Et enfin, le guidage final qui intervient est, comme vous le savez, la reconnaissance d’images. Les images sont stockées à l’intérieur du Tomahawk, puis, lorsqu’il arrive, il scanne et recherche une correspondance. Il trouve la correspondance, puis effectue la manœuvre finale pour atteindre la cible. Il s’agit là encore d’images fournies par le système américain, qui ne peut fonctionner sans les États-Unis. La version américaine du Tomahawk ne pourrait donc pas être fournie à l’Ukraine sans que les Américains ne dirigent l’ensemble de l’opération. Peut-être qu’un Ukrainien appuierait sur le bouton de lancement, mais tout le reste serait du ressort des États-Unis. Ce serait littéralement les États-Unis qui attaqueraient la Russie.

[…].

La russophobie vous empêche d’avoir une évaluation réaliste de la Russie

…les membres de l’administration Trump pensent que Poutine bluffe, Ils franchissent des lignes rouges qu’aucun acteur rationnel ne franchirait jamais. L’une des raisons pour lesquelles ils agissent ainsi est qu’ils ont été contaminés par la russophobie. Et la russophobie obscurcit littéralement l’esprit quant à la réalité de la Russie. La russophobie vous empêche d’avoir une évaluation réaliste de la Russie. La CIA est complètement infectée par la russophobie.
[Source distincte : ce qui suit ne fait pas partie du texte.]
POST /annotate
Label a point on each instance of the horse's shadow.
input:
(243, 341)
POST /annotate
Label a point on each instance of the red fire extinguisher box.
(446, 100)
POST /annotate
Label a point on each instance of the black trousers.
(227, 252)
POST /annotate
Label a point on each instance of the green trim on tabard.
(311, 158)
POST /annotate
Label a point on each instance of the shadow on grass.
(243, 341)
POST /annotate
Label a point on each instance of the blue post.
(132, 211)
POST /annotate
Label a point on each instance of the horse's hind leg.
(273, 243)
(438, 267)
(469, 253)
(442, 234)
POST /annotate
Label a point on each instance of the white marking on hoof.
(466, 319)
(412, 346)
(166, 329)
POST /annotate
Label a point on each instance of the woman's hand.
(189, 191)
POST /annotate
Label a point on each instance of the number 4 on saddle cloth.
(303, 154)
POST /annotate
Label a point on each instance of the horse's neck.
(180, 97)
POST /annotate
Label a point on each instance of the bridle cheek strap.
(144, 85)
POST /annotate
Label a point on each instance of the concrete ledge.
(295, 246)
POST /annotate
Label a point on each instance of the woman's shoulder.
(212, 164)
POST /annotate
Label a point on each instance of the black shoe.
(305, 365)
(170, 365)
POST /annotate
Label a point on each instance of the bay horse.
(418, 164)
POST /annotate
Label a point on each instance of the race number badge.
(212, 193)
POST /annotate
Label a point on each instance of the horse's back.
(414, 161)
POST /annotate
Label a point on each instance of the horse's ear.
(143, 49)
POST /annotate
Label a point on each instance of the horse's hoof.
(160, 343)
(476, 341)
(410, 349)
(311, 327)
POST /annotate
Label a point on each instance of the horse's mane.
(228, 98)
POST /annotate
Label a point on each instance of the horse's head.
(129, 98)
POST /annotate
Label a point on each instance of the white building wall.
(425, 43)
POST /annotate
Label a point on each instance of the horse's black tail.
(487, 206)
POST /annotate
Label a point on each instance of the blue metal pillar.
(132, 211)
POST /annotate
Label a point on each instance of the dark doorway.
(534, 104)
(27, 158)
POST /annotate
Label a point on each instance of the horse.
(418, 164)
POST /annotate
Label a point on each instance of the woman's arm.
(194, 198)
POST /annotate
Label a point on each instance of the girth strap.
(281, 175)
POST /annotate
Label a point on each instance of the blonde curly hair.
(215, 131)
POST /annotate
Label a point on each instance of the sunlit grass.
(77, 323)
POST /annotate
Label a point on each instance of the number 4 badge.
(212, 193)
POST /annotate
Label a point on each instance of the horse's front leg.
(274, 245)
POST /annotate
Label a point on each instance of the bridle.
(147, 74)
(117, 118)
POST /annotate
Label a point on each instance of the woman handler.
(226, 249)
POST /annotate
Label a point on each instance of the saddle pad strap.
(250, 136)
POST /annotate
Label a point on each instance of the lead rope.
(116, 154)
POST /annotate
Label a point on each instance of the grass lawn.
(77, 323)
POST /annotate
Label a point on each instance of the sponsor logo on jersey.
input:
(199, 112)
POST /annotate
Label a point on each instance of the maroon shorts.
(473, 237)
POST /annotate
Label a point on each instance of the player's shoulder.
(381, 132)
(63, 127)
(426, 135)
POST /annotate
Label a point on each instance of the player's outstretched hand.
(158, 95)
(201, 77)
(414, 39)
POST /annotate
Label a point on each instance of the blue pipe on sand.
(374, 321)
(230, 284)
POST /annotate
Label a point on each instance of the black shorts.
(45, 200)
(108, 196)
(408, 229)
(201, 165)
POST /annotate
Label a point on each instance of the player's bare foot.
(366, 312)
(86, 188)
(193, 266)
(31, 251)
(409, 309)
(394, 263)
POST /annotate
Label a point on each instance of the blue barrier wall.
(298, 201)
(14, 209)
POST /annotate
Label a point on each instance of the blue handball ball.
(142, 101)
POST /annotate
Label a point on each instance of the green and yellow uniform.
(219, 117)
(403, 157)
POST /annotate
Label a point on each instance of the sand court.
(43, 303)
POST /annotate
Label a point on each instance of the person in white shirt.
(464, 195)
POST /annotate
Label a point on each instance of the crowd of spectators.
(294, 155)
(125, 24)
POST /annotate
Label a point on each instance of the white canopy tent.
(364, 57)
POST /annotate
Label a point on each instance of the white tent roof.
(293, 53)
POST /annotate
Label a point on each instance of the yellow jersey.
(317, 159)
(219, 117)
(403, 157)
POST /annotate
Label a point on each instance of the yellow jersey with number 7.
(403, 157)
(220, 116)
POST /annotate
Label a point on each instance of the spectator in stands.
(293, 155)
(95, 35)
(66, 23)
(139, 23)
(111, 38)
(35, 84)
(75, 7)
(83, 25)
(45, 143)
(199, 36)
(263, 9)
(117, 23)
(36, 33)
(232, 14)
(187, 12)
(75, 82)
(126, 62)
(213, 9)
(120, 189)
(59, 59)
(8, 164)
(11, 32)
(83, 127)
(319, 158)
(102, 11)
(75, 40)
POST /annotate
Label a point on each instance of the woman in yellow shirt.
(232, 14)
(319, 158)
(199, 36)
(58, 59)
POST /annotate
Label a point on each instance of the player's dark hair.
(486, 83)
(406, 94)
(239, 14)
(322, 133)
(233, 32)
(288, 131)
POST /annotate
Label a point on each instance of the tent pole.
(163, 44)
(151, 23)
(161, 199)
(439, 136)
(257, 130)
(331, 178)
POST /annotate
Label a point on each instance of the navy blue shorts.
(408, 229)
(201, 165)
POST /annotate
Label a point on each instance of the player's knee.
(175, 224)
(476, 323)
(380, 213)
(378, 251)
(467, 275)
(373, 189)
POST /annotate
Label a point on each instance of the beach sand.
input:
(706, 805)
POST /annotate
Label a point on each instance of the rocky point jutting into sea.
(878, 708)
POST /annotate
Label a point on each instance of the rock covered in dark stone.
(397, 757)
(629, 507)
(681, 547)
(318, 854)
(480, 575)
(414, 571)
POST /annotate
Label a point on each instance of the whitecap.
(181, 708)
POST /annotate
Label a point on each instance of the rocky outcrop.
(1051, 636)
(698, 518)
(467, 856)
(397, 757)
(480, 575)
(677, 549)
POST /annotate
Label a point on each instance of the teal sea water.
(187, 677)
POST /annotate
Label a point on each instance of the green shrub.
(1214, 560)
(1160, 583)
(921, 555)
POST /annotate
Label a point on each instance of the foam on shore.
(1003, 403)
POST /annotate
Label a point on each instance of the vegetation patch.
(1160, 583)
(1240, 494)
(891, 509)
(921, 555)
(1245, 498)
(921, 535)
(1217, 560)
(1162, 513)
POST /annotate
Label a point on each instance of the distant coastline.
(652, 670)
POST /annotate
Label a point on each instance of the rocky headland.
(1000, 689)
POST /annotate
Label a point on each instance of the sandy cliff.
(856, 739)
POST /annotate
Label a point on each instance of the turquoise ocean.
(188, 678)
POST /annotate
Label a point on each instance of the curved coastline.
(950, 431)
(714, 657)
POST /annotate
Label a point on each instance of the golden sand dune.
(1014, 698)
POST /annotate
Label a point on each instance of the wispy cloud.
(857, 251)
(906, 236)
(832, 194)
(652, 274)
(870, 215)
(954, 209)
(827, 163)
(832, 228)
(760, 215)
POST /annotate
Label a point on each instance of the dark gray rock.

Vous l’avez vu en 2016 avec l’absurdité du Russiagate et la façon dont la CIA a orchestré cela, en fabriquant délibérément, en exagérant ou en déformant des renseignements à des fins politiques, car ils croient au fond d’eux-mêmes que, premièrement, Vladimir Poutine était un dictateur autocratique malfaisant qui devait être éliminé pour le bien du monde.

Et deuxièmement, que les Russes ne pouvaient pas soutenir leur position, que si nous poussions simplement les Russes, ils s’effondreraient.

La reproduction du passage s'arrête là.